By, Carly Rixham, ASES Executive Director, SOLAR TODAY publisher July 8, 2016
CR: How did you become an Indy race car driver?
SW: I started racing when I was nine all over United Kingdom. My brother, my my dad, and I spent most of our weekends going to the go-kart tracks in all corners in the country. It was a family hobby and it turned into my profession. Moved to Indianapolis when I was 20, (6 years ago) from Sheffield, UK.
CR: That’s convenient for your Indy 500 training.
SW: Actually a lot the drivers live here, it becomes a hub.
CR: What was is it like racing in the 100th running of the Indy 500?
SW: It was incredible. There were 400,000 people at the track. At the drop of the green flag, the motor speedway became the 57th largest city in the U.S. As a fan you get to witness the crowd, but in the car you don’t really get really to experience that. Only 33 qualify to make the race. At the start of Indy, there were 11 rows, 3 cars in each row.
CR: Why 33? SW: I don’t know why that is.
CR: What was going through your mind?
SW: How do i pass the car in front of us?
CR: Who is us? SW: The team.
CR: I’d love to hear about #ThinkSolar
SW: #ThinkSolar is something i envisioned to help steer the sport I’m in into a greener future. Make it more eco friendly.
CR: It’s kind of strange for race car drivers to think of eco friendly.
SW: I have a strong appreciation for the environment and the impact that we are having on it. I want to influence fans on what they can do to utilize solar in the their lives.
SW:The goal to is utilize solar more in the 101th running of the Indianapolis 500- now it’s the start of the new century for the race, and put solar on the race car. We can totally solar power all the electronic needs on the piston. If we can power some of the electronics on the race car- how cool would it be to say that we were the first to introduce solar in the way that we are doing? The Indy has historically actually been the proving grounds for new technology, the center of innovation for the automotive industry. Things like rear view mirrors were born in the Indianapolis speedway. In 1911-1920 a lot of the teams had a passenger would tell them where other cars. That was a lot of extra weight in the car. Now the rear view mirror has gone away but we still use side mirrors. We can also implement solar on the pit stand, where the rest of team can see what’s going on in the telemetry.

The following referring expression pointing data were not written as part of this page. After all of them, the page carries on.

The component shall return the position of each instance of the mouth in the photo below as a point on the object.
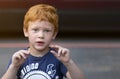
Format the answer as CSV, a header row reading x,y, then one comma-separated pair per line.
x,y
40,43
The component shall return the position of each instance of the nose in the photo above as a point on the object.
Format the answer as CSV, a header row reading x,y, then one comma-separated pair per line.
x,y
41,34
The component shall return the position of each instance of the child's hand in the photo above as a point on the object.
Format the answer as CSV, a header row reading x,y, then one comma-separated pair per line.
x,y
63,54
19,57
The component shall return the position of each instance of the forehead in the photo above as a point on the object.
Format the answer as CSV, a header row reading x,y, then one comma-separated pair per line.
x,y
43,24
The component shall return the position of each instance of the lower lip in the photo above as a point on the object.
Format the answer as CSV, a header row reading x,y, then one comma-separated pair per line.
x,y
40,43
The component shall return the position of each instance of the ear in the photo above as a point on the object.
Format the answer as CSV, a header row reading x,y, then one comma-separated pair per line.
x,y
54,35
25,32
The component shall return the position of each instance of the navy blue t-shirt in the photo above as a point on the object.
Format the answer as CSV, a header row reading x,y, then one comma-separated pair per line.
x,y
46,67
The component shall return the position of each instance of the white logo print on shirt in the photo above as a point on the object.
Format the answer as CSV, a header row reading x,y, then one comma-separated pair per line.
x,y
38,74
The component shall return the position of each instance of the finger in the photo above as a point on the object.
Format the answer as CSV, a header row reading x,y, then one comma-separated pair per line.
x,y
55,46
54,52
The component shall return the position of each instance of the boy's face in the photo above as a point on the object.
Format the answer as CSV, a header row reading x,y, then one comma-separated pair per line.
x,y
40,34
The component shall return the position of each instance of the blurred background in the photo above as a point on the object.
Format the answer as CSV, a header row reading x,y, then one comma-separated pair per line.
x,y
89,28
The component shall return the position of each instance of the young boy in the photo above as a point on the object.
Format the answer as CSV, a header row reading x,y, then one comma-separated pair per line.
x,y
42,60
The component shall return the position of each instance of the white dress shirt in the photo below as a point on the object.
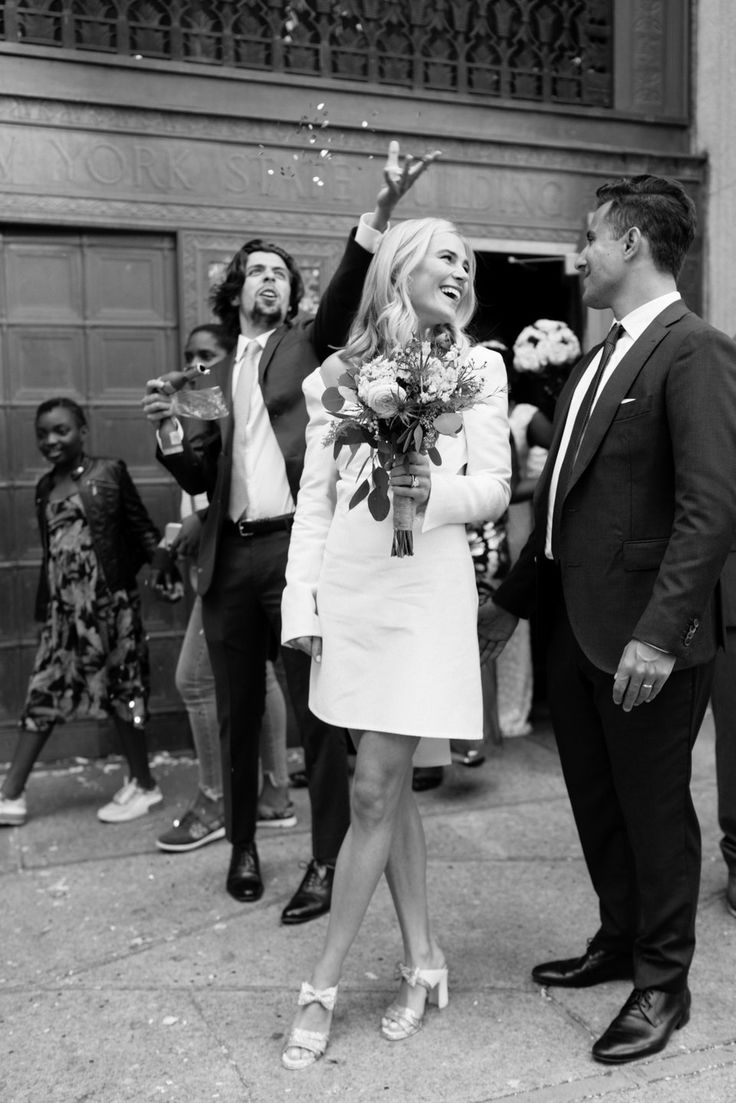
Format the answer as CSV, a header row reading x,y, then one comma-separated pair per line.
x,y
633,323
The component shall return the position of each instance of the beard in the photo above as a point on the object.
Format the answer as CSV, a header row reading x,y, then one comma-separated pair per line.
x,y
275,313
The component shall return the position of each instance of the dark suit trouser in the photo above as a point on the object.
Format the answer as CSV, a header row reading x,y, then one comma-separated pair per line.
x,y
724,714
242,613
628,779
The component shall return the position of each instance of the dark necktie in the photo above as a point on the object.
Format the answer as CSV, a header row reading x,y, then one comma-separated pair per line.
x,y
582,419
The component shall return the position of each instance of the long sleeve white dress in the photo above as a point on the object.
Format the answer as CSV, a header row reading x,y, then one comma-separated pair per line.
x,y
400,643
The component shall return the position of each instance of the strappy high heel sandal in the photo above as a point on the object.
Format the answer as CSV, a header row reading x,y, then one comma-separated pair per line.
x,y
312,1042
400,1023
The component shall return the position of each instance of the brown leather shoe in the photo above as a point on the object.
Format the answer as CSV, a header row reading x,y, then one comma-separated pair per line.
x,y
643,1025
595,966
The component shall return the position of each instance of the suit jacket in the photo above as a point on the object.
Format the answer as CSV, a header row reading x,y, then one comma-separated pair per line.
x,y
650,510
291,353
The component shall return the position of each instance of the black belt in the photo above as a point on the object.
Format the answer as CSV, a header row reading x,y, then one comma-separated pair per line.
x,y
244,527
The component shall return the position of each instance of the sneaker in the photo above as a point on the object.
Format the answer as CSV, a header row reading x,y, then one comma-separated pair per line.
x,y
277,817
13,812
130,803
192,831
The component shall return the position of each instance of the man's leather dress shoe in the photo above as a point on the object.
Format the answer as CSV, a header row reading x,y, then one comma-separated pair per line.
x,y
313,896
593,967
642,1026
244,880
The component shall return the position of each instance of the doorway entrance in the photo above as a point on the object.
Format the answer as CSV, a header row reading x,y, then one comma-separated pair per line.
x,y
514,289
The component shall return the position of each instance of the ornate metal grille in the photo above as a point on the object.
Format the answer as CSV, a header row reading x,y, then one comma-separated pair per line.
x,y
553,51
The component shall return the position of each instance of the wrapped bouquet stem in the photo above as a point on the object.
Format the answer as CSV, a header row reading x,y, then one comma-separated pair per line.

CR: It’s exciting to think about solar on the pit stand. What great visibility for the fans to see solar at work.
SW: Yes, The average estimated usage on that stand is going to be about 1.8 to 2 kW in next year’s race. The pit stands already have pop up roofs, so it’s really just replacing the roof with a panel or putting the panel right on top of it. We can probably get enough solar panels for 13 kW system on there. People can relate that to their own homes. The pit stand is owned by the team so its totally fine for us to do it. Right now the teams are using gas powered generators. Also we can track the production and use of solar at the pit stand and stream it on the internet for science classes to watch and see how well the solar unit is working to make the car quicker. They can compare how much energy is being produced by the solar cells and how much energy is left in the battery storage. Education for any car fan of any age!

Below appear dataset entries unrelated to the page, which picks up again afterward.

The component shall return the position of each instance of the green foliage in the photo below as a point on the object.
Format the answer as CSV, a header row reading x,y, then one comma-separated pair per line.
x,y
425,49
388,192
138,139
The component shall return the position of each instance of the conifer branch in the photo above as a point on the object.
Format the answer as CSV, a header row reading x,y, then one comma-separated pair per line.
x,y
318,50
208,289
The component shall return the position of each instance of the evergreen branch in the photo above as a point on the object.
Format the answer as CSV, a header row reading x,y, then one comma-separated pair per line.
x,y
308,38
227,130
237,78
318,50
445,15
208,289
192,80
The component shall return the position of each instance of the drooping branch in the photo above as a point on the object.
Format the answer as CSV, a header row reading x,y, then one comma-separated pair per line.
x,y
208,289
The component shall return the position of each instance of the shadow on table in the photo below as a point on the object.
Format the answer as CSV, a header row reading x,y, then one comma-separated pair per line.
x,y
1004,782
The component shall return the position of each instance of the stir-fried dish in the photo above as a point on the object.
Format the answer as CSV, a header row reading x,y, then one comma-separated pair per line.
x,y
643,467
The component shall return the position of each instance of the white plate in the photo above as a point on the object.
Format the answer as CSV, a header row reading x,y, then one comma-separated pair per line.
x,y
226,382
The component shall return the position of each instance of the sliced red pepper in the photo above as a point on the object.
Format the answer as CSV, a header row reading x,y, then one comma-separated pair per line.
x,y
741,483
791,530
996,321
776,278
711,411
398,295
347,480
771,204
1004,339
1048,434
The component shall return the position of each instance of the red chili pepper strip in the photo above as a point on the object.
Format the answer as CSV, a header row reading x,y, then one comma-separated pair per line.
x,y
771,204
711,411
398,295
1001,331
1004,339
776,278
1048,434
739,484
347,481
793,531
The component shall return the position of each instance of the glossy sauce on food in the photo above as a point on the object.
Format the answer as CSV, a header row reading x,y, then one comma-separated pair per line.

CR: That’s awesome. What kind of work are you doing with youth?
SW: The vision is to increase the STEM education involvement. I have worked with Junior Solar Spring, a group of 60 teams in Indiana, building solar racecars. I’d like try to replicate the Junior Spring group, and introduce it to other areas of the country. It is neat to see young people utilizing solar and getting hands on with solar at such a young age and its the next generation and the kids really utilizing solar. It’s something I never had a chance to do and to see. A solar powered race car is incredible, and inspires them to see what else solar can do. They are going to grow up to be politicians and hold homes of thier own and want to utilize solar in their lives. Seeing that energy convert to movement is huge. Their understanding of energy transfer is going to be so much more than what mine was at that age. They were all super fired up and cheering on the teams. As part of the build up for the race, we’d like to get a final race at the Indianapolis Track.
CR: What kind of international work are you doing?

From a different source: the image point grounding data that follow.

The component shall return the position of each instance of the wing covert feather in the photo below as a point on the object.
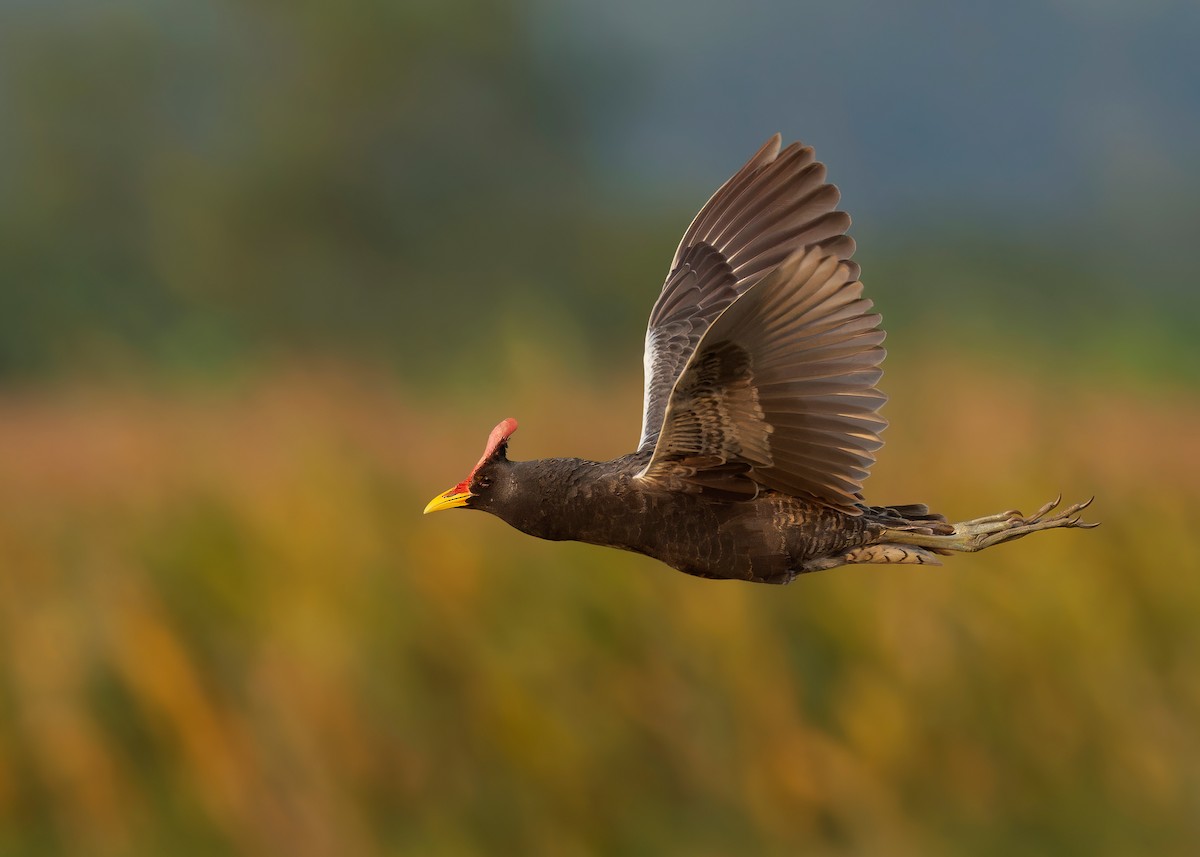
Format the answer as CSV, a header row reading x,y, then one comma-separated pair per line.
x,y
778,203
783,383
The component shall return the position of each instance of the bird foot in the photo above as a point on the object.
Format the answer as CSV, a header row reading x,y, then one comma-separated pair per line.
x,y
994,529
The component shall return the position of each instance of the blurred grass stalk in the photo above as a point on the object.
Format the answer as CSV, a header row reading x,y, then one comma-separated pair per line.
x,y
226,627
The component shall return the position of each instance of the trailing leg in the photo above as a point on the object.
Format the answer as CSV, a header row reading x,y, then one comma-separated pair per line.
x,y
994,529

SW: We have a partnership with Solar Aide, non-profit in the UK that helps to grow a network in Africa, donating solar lights in regions of Africa. You can actually track the impact of light that gets donated. Using their platform we were able to offset my teams entire involvement in the Indy 500. Even though I had carbon emissions, it was entirely offset by donations to Solar Aide, 32 lights were donated to regions, eradicating the emissions of 48,000 lbs kerosene.
CR: Why are you doing this, Stefan?
SW: It’s a passion for me. I really see the future of where we are headed but I want solar to be a part of that. When I imagine the future, I feel like solar is a big part of how we produce energy. I can’t see any other way of energy that is as eco-friendly and scalable like solar. It presents a really viable solution. I’m pretty passionate about it and I want to bring it in to the sport I’m passionate about. Excited to be join everyone at SOLAR 2016.
CR: Don’t forget we are offering a free carbon offset for travel!